A novel malware campaign targeting Windows users via WhatsApp has surfaced, leveraging the trust users place in messaging apps. Malicious Visual Basic Script (VBS) files are being distributed through WhatsApp messages, capitalizing on the tendency of users to overlook suspicious attachments from known platforms.
Stealth Techniques and Cloud Utilization
This attack is notable for its ability to remain concealed within a typical operating environment. Attackers employ ‘living-off-the-land’ strategies, utilizing built-in Windows tools instead of introducing foreign programs. Legitimate utilities such as curl.exe and bitsadmin.exe are disguised as ordinary system files and hidden within the C:ProgramData directory.
Further payloads are downloaded from reputable cloud services like AWS S3, Tencent Cloud, and Backblaze B2, making these downloads appear as normal system activity, thereby bypassing corporate firewalls and security measures.
Microsoft’s Findings and Analysis
In late February 2026, the Microsoft Defender Security Research Team identified this campaign, noting its combination of social engineering and stealthy infection techniques. The malware progresses through several stages, deploying malicious MSI packages that maintain persistence and establish remote access on compromised systems.
The unsigned MSI installer packages, such as Setup.msi and AnyDesk.msi, raise red flags due to their lack of a trusted publisher signature, a standard feature of legitimate enterprise software. Once executed, these installers enable attackers to steal data, launch further malware, or exploit the system for larger attacks.
Attack Execution and Mitigation Strategies
The attack initiates when a user opens the malicious VBS file sent via WhatsApp. This action triggers the creation of hidden folders and the deployment of renamed Windows tools, which retain their original metadata, providing a detectable signal for security systems.
Renamed tools facilitate the download of secondary VBS payloads from cloud-hosted infrastructures, with filenames mimicking legitimate Windows updates to evade detection. The malware alters User Account Control (UAC) settings, seeking administrative privileges to suppress security alerts and allow MSI installers to operate without interruption.
Microsoft advises blocking script hosts like wscript and cscript from untrusted paths, monitoring renamed utility executions, and inspecting traffic to cloud services.
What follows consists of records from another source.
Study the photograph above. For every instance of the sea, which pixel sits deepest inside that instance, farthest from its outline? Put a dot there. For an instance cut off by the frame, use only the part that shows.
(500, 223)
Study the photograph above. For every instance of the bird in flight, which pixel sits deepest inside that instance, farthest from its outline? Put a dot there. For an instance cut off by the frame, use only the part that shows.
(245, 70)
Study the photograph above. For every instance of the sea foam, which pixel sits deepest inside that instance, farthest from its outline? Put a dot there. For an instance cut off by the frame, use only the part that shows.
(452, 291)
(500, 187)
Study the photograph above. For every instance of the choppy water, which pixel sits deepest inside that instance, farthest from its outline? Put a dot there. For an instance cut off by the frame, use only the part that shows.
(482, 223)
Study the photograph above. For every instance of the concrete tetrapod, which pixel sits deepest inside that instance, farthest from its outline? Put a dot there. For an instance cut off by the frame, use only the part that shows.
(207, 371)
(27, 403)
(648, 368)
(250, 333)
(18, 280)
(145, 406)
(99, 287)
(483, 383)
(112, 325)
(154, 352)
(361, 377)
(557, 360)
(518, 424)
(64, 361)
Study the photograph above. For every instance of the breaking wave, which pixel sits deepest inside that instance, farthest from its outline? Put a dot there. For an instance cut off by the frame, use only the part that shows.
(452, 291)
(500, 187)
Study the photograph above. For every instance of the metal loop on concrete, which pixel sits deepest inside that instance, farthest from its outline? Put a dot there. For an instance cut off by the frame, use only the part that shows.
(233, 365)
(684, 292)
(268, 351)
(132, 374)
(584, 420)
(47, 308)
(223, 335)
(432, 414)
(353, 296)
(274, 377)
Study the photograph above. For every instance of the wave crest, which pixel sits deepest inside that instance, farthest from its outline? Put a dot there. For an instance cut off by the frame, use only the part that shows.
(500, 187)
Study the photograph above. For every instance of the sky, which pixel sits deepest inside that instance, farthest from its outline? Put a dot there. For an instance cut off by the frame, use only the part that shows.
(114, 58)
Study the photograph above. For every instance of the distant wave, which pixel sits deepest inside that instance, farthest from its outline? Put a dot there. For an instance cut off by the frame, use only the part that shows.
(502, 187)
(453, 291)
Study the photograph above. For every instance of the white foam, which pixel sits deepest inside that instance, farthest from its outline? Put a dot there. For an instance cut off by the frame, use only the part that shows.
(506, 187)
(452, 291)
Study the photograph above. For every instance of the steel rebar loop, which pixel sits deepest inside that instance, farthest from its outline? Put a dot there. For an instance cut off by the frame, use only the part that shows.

Tracking registry changes and flagging repeated UAC modifications are crucial for identifying active compromises.
Implementing Endpoint Detection and Response (EDR) in block mode, tamper protection, and attack surface reduction rules can thwart malicious activity. Educating users to be cautious of unexpected WhatsApp attachments, even from familiar contacts, provides a frontline defense against this threat.